Dr. Panoulas states that several studies have shown that more revascularization leads to better outcomes for patients. He highlights results from an earlier analysis of the York data showing a 40% relative reduction in residual SYNTAX score (rSS) in patients treated with Protected PCI with Impella® heart pumps versus intra-aortic balloon pump (IABP).
In this ESC 2023 presentation, Dr. Panoulas and colleagues examined factors predicting outcomes at 90 days in high-risk percutaneous coronary intervention (HRPCI) patients, focussing on New York Heart Association (NYHA) symptomatic outcomes and left ventricular ejection fraction (LVEF). Looking at 90-day LVEF, Dr. Panoulas explains, “patients treated with Impella compared to those treated with balloon pump had roughly an increase in their ejection fraction of around 3%,” noting that this was independent of the rSS. In practical terms, he explains that rSS also predicts outcome, in particular EF, and the higher the rSS, the lower the EF. “And in essence we have shown that Impella lowers the residual SYNTAX score, but here you see that it’s also an independent predictor, so there must be another mechanism.”

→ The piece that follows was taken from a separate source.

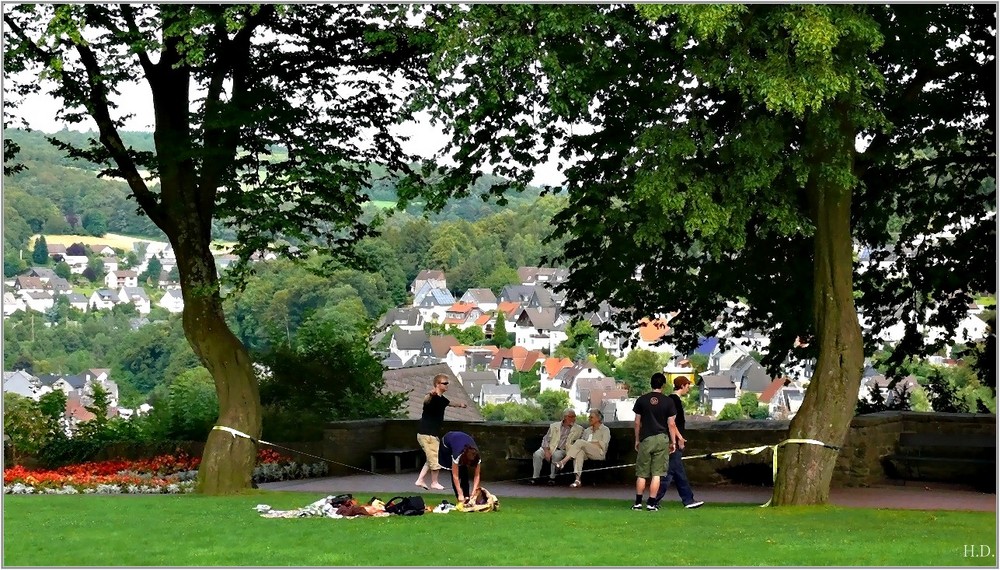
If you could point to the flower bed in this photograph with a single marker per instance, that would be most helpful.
(161, 474)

Dr. Panoulas emphasizes that just treating a patient with Impella during the procedure, independent of the level of revascularization, provides additional benefits. Combined pooled data demonstrated an improvement in EF of nearly 5% in the patients supported with Impella pumps vs. the (group of) patients supported with IABP. “In patients undergoing high-risk PCI, I think the main point is that you can do with Impella better revascularization, and more complete revascularization, and you can measure that with a residual SYNTAX score. But also if you use Impella compared to balloon pump, there seems to be also another independent effect in predicting LV ejection fraction improvement up to 5% at 3 months.”
Dr. Panoulas hypothesizes that the mechanisms underlying these results are (1) more complete revascularization; (2) quality of revascularization through use of intravascular imaging, decalcification strategies, and optimization of bifurcation strategies; and (3) a cardioprotective effect seen with unloading with Impella during the procedure.

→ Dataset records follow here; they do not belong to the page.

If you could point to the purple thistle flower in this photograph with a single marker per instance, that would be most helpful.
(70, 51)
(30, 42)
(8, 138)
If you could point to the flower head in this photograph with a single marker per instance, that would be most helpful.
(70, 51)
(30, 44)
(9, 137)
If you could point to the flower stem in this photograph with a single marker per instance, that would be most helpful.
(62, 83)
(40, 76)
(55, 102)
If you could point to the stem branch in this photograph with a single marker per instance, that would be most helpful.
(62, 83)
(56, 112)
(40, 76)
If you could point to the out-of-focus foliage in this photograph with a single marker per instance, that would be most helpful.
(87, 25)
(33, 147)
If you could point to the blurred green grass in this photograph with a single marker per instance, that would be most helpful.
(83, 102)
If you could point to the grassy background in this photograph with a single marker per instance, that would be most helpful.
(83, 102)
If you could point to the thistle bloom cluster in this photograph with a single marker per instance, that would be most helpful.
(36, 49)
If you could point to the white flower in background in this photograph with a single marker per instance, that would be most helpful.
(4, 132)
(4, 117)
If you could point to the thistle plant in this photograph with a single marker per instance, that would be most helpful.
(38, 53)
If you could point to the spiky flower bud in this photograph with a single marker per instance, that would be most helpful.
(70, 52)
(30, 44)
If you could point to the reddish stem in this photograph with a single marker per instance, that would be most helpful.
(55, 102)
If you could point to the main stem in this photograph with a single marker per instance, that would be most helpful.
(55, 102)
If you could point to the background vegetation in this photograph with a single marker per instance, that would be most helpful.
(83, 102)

“So, in essence, you protect the heart during the procedure, so you avoid damage at that point. Then you allow the operators to do a better job. So then, by doing that,” Panoulas explains, “you avoid unnecessary repeat in the near future and potentially MIs in the near future... And, number 3, it allows you to do a more complete revascularization. So in essence, you get a lower residual SYNTAX score, and these patients, as we know, do better.”
Dr. Panoulas discusses some of the advantages and limitations of using this dataset and also explains that RESTORE EF helped to “contemporize the data” since RESTORE EF used primarily the Impella CP® with SmartAssist® heart pump and more contemporary PCI strategies as compared to the Protect II trial being based on the Impella 2.5.